- Directed by: Alfonso Brescia
- Screenplay by: Alfonso Brescia; Aldo Crudo;
- Starring: Antonio Sabàto Sr.; Yanti Somer; Malisa Longo;
- Cinematography: Silvio Fraschetti
- Edited by: Carlo Reali
- Music by: Marcello Giombini
- Production companies: Koala Cinematografica; Nais Film;
- Distributed by: Koala Cinematografica
- Release date: 21 April 1978 (Milan);
- Running time: 99 minutes
- Country: Italy

= War of the Robots (film) =

1978 film by Alfonso Brescia

War of the Robots (La guerra dei robot, also released internationally as Reactor) is a 1978 Italian space opera film directed and co-written by Alfonso Brescia, and starring Antonio Sabàto Sr., Yanti Somer and Malisa Longo. The plot follows an alien civilization that, facing imminent extinction, kidnaps two famous genetic scientists from Earth, prompting a troop of soldiers to combat the humanoid robots and rescue the victims.

== Plot ==
In the future, Earth's Space Command goes on high alert when a fleet of golden-haired, humanoid androids from the dying planet Anthor launches a surprise raid on a secure research station, kidnapping geneticist Professor Carr and his assistant, Lois. Earth's military dispatches the starship Tristar, commanded by Captain John Boyd, to track the androids to their subterranean home world and rescue the scientists. The crew teams up with human rebels to fight through the citadel, rescuing the hostages and destroying the base to stop a looming energy crisis on Earth.

==Reception==
War of the Robots received generally negative reviews from retrospective critics. Writing for Salon, Andrew O'Hehir noted that the film was part of a larger wave of low-budget Star Wars imitations emerging from European cinema in the late 1970s.

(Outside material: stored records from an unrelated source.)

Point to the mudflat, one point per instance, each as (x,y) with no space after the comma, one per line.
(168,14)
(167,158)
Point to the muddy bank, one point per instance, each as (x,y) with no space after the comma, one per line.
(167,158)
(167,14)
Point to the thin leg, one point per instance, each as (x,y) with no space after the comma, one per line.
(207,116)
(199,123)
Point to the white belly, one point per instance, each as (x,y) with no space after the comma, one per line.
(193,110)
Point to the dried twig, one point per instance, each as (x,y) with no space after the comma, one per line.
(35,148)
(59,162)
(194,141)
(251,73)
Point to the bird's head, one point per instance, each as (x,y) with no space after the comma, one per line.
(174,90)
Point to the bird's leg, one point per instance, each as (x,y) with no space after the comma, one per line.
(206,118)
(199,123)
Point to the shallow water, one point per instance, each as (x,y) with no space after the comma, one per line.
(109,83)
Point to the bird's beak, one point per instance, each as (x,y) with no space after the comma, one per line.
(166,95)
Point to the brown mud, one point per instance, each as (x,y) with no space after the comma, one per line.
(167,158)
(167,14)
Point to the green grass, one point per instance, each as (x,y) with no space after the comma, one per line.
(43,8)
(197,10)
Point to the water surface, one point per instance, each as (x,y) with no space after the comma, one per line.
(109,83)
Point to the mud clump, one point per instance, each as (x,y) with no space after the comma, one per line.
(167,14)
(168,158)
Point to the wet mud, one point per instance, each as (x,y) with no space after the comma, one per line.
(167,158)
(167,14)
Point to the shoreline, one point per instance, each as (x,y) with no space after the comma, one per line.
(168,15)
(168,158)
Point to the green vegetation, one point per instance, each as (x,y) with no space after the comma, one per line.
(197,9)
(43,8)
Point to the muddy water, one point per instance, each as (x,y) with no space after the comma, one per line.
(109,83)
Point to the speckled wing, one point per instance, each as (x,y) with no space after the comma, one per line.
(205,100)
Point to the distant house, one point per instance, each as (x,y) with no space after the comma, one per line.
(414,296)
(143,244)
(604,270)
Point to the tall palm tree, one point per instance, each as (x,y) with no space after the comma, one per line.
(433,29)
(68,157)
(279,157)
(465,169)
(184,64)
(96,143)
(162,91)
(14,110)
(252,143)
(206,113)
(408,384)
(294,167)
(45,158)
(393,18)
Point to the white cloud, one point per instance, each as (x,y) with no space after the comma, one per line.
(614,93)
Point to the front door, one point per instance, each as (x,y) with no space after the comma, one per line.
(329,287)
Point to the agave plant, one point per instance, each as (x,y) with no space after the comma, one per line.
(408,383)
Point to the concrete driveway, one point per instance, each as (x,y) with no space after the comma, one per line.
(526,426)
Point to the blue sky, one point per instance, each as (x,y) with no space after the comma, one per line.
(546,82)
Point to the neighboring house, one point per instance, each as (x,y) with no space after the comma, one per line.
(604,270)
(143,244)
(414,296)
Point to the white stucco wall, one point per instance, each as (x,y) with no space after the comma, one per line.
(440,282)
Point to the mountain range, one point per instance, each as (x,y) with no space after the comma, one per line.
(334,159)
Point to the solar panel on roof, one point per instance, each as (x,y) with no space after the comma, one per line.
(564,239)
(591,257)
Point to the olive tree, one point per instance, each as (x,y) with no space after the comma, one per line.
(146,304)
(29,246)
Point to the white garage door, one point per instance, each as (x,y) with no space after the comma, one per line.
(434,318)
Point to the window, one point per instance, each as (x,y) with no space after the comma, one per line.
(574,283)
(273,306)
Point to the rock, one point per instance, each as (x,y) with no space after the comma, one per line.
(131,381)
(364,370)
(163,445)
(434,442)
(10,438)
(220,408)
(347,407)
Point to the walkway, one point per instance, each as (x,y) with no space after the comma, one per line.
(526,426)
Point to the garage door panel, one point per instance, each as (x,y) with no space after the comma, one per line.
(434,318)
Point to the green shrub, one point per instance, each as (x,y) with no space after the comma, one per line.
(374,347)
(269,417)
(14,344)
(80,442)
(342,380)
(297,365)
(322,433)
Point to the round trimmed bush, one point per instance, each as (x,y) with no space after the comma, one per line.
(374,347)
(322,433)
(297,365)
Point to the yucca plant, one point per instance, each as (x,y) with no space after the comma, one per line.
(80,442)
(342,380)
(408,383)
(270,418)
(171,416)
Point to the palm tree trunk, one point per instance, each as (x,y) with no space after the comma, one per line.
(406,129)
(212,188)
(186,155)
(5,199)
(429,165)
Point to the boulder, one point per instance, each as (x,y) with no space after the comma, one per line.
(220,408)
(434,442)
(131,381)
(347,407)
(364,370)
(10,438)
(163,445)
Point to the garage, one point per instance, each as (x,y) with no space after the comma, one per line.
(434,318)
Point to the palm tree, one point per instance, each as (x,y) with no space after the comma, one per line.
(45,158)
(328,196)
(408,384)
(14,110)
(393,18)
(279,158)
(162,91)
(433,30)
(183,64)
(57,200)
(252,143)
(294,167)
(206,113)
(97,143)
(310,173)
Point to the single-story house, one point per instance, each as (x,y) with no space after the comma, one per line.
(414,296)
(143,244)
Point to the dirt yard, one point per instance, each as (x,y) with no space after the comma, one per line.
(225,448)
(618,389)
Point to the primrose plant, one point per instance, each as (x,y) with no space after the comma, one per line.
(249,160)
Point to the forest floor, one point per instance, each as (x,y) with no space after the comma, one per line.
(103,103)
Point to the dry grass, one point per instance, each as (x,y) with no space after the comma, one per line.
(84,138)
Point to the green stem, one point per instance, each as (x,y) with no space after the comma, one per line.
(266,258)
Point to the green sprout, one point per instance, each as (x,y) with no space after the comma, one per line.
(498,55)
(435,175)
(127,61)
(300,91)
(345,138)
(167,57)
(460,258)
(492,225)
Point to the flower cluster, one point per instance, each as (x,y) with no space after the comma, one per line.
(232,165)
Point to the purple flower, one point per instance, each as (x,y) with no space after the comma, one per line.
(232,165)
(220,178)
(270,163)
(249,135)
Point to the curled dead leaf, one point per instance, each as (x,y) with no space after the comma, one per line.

Film critic R.D. Francis characterized it as part of an interconnected cycle of "spacesploitation" features directed by Alfonso Brescia that recycled the same sets, models, props, and cast members. The other films in this thematic group include Cosmos: War of the Planets (1977), Star Odyssey (1979), and the adult-oriented The Beast in Space (1980).